Friday, March 16, 2012

Monitoring America's Freedom of Information Act

Over the past couple of years I've taken it upon myself to monitor agencies' compliance with the Official Information Act here in New Zealand. In many jurisdictions, this is a legal requirement, and the Law Commission raised that prospect in its issues paper on the OIA [PDF] back in 2010 (their final report should be due out in a few months).

One of the countries which requires monitoring is the US. Unfortunately, its not working so well. An investigation by the House Oversight and Government Reform Committee has found that eleven of 17 Cabinet-level agencies are failing to keep proper request logs, required for monitoring:

The report does not probe how often agencies grant or deny Freedom of Information Act requests, but instead focuses on a key facet of FOIA law requiring agencies to track every request made by people or organizations for public information. The committee, chaired by Rep. Darrell Issa (R-Calif.), asked 100 large and small federal agencies to provide information on their FOIA tracking systems. Each agency received a letter grade based on a seven-point criteria, including whether agencies produced digitized records that included the date of a request, the name of the requester and a description of the information requested.

“A number of agencies demonstrated that they are able to track basic information about requests, while others either would not or could not provide such information as requested,” the report said. The fact that several agencies “struggle to demonstrate transparency about very basic information is troubling and necessitates greater scrutiny.”
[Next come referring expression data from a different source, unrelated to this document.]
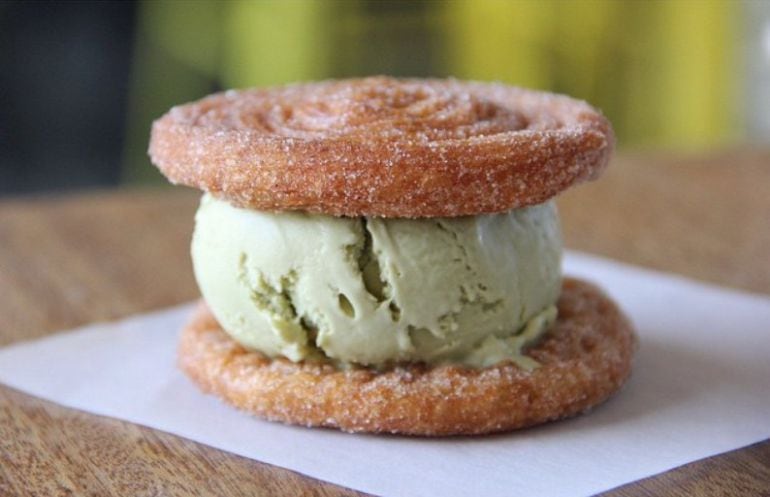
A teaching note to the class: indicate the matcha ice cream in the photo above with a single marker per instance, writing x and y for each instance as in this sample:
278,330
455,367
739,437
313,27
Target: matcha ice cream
373,291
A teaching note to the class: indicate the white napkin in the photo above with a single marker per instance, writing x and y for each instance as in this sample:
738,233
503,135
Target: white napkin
701,386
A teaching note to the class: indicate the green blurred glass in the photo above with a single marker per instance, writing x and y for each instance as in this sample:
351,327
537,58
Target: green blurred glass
667,73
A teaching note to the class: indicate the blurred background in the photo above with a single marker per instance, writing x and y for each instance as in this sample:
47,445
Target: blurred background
81,82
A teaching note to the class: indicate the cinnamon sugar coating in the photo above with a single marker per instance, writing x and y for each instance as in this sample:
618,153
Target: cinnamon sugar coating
584,359
383,147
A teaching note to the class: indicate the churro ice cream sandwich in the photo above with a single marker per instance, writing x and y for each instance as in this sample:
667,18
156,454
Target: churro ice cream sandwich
384,255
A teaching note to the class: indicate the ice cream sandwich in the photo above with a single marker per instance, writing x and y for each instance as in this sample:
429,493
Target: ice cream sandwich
384,255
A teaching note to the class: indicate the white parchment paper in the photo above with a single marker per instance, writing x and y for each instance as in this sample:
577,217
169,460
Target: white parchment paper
701,386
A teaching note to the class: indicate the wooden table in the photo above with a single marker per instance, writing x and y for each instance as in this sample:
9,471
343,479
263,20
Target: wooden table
69,260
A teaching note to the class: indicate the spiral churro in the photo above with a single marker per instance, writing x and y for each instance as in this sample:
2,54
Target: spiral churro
383,147
380,255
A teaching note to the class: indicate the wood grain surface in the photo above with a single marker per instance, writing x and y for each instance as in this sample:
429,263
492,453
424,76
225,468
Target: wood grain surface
70,260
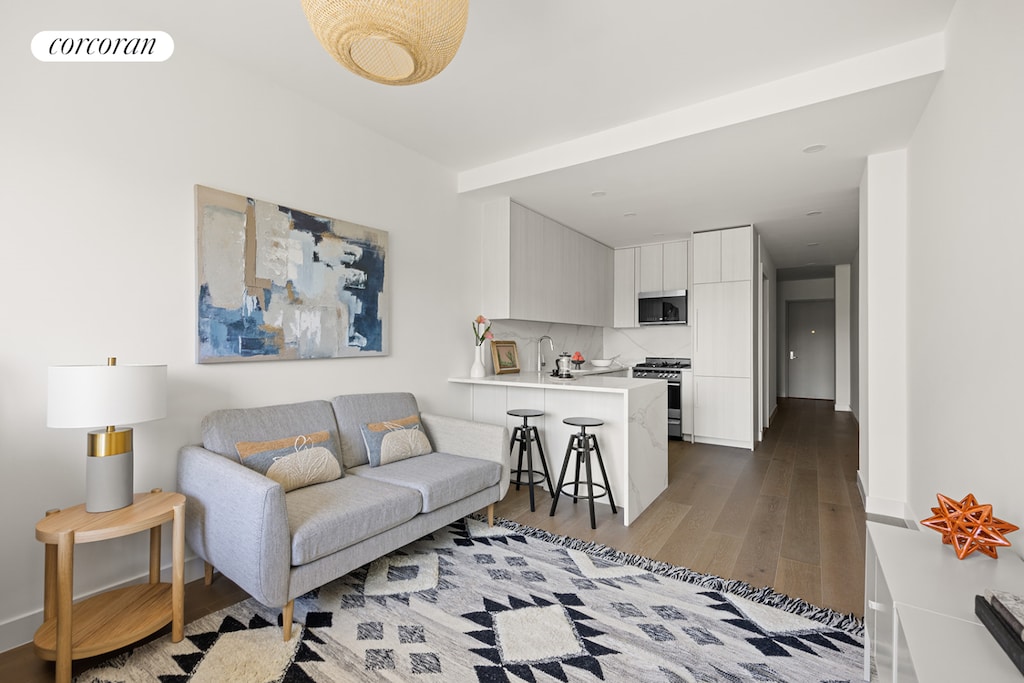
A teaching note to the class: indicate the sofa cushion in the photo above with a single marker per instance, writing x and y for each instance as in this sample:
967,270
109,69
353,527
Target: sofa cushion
293,462
353,411
440,478
222,429
392,440
329,517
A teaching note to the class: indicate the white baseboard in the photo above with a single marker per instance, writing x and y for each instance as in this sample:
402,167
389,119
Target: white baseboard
22,630
888,508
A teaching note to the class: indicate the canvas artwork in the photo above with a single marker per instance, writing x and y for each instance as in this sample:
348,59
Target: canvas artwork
275,283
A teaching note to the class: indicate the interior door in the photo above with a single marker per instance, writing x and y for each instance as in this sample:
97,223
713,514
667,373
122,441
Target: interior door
811,336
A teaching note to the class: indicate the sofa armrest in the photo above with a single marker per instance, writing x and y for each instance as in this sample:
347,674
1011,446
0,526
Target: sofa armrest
236,519
472,439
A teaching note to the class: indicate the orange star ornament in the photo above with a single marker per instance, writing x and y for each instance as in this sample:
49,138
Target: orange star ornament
969,526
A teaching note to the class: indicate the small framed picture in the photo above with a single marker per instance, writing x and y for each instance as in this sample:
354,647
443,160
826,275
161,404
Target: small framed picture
505,355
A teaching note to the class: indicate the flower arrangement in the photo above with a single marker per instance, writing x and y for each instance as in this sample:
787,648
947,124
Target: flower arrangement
484,324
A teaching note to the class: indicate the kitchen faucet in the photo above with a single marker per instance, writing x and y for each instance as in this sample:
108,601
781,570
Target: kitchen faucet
540,352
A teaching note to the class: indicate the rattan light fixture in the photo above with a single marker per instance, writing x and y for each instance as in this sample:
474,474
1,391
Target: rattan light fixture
395,42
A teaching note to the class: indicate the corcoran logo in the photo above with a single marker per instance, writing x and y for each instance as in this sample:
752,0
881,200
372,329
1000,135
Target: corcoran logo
102,46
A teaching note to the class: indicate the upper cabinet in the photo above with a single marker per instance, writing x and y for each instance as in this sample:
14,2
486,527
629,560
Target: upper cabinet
663,267
627,266
723,256
539,269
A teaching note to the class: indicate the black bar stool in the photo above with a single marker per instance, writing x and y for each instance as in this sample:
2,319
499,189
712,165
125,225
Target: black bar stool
583,444
526,435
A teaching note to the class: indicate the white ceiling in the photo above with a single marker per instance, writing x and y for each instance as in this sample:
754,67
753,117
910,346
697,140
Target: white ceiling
691,114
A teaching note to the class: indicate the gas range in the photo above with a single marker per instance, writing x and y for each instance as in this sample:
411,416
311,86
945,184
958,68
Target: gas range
670,370
666,369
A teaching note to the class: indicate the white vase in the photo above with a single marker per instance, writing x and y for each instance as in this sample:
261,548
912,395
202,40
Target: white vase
477,370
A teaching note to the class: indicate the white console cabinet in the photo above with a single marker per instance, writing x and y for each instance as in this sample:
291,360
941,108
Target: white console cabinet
919,608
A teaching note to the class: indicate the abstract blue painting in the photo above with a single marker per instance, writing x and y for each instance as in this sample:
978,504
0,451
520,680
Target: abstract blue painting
275,283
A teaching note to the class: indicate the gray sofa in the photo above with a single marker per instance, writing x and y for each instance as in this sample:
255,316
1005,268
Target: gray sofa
278,546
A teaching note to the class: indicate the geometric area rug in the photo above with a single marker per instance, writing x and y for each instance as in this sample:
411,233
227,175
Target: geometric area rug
510,603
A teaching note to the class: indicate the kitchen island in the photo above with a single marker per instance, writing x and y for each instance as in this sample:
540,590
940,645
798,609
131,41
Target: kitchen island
634,438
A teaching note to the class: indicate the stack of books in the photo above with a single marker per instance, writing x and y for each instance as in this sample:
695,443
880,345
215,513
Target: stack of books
1003,614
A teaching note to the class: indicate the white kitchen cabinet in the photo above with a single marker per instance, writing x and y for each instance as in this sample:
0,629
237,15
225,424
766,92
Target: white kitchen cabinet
723,334
540,269
737,245
650,268
664,267
675,266
722,410
920,608
625,301
723,255
686,400
722,318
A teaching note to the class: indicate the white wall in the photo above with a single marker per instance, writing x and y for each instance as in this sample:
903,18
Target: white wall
965,292
768,338
843,337
97,171
795,290
855,337
883,333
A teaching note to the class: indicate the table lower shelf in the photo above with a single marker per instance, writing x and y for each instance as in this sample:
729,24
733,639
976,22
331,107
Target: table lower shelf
110,621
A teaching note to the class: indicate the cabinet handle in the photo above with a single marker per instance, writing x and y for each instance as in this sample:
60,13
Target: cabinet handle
696,327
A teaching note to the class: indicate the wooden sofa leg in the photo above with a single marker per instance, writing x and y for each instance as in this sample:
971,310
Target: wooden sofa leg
286,619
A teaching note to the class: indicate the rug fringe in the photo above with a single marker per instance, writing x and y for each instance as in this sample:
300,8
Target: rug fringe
848,623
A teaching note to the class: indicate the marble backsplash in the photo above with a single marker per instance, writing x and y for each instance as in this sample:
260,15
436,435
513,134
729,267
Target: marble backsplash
628,345
569,338
635,344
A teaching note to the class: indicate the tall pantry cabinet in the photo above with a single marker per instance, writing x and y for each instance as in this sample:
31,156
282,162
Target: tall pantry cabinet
723,337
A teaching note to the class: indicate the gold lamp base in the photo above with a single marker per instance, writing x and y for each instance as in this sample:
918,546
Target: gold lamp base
110,470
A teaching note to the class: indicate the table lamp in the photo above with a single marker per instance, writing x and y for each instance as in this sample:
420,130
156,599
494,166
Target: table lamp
112,394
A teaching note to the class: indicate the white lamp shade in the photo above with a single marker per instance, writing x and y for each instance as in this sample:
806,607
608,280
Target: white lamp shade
100,395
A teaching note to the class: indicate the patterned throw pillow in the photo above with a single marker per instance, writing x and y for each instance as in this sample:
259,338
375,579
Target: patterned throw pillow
293,462
395,439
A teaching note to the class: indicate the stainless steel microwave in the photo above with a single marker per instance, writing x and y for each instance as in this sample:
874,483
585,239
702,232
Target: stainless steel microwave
662,307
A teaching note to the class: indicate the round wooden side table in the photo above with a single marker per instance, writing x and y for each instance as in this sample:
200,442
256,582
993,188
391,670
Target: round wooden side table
120,616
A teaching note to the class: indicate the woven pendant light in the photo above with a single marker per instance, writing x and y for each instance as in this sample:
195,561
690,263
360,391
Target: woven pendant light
395,42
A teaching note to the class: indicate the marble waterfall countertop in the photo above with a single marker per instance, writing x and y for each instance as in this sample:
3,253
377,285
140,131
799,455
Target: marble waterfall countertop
596,379
634,436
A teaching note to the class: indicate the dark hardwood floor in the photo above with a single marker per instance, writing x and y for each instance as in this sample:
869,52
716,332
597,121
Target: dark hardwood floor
786,515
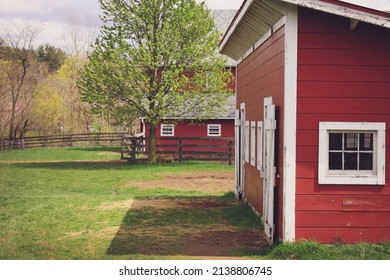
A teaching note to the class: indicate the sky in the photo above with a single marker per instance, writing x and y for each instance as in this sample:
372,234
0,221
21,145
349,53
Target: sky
56,16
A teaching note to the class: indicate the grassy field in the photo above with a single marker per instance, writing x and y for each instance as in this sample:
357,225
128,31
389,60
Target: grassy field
82,203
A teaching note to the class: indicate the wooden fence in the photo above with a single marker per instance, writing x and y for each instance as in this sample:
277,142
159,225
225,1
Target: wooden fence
68,140
180,148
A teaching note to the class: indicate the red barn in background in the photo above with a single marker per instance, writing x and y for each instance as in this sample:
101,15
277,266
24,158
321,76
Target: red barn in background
313,113
221,125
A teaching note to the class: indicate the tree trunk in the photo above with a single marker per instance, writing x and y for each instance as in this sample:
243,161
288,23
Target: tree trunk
152,143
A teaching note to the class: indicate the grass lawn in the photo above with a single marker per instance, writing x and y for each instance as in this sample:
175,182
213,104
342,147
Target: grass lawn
83,203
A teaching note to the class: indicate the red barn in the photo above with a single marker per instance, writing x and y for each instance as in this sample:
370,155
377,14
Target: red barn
218,125
313,108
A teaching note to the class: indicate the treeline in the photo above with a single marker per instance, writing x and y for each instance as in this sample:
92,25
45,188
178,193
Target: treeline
38,90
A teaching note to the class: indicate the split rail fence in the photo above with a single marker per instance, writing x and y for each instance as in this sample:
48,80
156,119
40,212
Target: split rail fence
68,140
134,148
180,149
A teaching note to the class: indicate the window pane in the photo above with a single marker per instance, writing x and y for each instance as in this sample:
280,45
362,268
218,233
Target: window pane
335,141
335,161
350,161
366,161
366,141
351,141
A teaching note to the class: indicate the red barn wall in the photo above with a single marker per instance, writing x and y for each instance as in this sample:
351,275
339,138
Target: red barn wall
343,75
184,129
261,75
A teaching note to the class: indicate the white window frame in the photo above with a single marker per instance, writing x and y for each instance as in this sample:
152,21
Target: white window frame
246,141
253,143
260,147
214,126
163,131
352,177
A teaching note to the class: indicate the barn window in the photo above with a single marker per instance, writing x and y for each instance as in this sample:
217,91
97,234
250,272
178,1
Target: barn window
167,130
253,143
213,130
351,153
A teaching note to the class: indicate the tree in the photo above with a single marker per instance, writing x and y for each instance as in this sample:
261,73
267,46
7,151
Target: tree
23,74
155,59
52,56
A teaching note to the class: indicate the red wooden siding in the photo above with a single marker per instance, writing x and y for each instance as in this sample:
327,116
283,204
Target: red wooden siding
343,76
261,75
187,129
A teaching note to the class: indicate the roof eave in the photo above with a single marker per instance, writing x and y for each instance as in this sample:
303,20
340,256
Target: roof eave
234,44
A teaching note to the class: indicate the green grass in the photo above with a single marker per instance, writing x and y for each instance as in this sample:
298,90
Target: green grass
309,250
67,203
53,210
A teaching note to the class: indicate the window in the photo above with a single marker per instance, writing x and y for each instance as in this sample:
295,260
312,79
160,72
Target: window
253,143
213,130
260,146
351,153
167,130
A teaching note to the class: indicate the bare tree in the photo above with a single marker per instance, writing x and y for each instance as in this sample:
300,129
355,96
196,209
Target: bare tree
22,75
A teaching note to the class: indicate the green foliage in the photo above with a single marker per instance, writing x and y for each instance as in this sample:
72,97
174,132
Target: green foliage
310,250
156,59
47,109
52,56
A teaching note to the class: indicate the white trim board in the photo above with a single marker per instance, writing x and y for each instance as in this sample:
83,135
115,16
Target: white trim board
290,124
342,11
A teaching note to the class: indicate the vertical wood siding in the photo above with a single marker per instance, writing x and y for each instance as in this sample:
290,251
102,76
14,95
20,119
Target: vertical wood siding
344,76
261,75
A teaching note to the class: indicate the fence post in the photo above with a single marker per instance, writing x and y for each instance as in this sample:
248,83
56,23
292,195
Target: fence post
230,152
133,149
122,142
180,149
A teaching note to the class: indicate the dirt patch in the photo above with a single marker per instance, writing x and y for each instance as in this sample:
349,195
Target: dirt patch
197,228
123,204
210,182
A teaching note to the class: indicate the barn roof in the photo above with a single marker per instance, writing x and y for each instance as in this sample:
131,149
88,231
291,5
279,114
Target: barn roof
256,17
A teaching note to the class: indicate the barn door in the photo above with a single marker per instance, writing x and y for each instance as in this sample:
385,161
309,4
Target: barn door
269,168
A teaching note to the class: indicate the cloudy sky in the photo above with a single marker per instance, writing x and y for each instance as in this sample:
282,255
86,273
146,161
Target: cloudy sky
56,15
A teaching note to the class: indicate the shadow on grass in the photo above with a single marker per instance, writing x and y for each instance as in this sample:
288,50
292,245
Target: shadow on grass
191,226
116,149
75,165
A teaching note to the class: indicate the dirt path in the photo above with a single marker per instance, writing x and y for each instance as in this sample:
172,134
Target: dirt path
200,227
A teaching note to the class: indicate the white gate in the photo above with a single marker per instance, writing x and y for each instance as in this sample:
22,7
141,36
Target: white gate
269,168
239,155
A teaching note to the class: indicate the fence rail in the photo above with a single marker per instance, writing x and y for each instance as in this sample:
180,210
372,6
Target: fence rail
180,148
67,140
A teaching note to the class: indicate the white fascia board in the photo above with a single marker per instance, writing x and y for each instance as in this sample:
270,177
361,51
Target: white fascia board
342,11
290,124
238,19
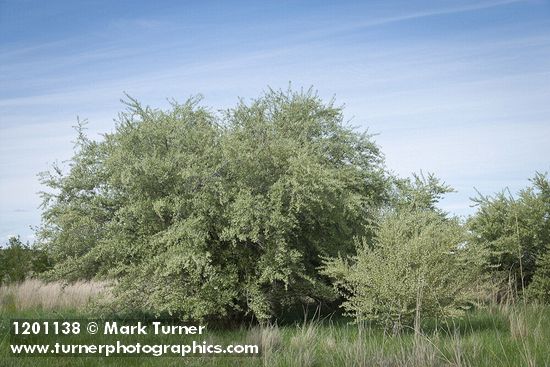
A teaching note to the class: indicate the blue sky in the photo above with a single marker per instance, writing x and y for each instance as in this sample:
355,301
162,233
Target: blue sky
458,88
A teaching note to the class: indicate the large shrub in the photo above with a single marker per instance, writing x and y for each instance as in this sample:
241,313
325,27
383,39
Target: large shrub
207,216
417,265
515,230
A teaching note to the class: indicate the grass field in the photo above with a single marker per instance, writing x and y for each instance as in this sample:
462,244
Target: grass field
496,336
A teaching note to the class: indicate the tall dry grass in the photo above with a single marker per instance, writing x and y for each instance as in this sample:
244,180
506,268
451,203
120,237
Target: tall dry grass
36,294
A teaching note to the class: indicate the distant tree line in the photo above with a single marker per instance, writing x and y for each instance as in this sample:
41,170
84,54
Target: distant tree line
277,204
19,261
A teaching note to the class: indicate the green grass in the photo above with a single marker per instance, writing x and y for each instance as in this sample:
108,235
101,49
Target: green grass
505,336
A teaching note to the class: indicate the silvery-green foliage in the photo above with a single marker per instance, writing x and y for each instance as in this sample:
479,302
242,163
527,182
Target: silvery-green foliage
516,231
417,264
214,216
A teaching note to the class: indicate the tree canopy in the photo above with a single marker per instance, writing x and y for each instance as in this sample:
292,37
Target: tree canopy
205,215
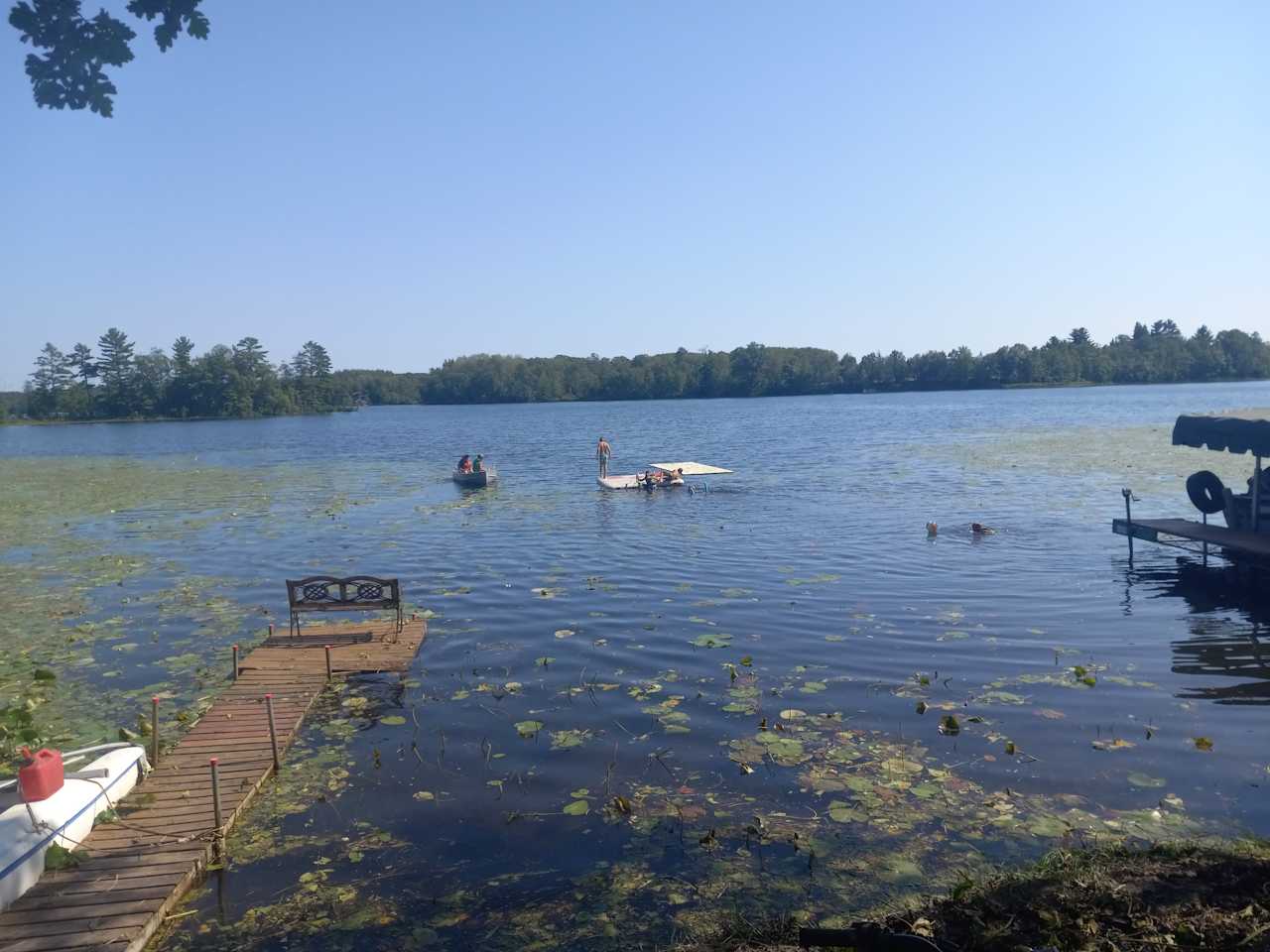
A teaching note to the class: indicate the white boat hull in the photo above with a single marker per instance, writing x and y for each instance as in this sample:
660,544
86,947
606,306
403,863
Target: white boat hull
633,483
66,817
In its report [PDF], the Committee comments:
One can imagine the difficulty journalists or ordinary citizens face in submitting requests to FOIA offices that cannot or will not even provide basic information to a Congressional Committee that exercises jurisdiction over FOIA about its efforts to manage and track requests.
I think this shows the value of outside monitoring. its not enough simply to require agencies to keep logs; someone has to actually look at them regularly to check compliance with the law (both on keeping logs, and on handling requests). Hopefully, we'll get such a body in New Zealand in the near future.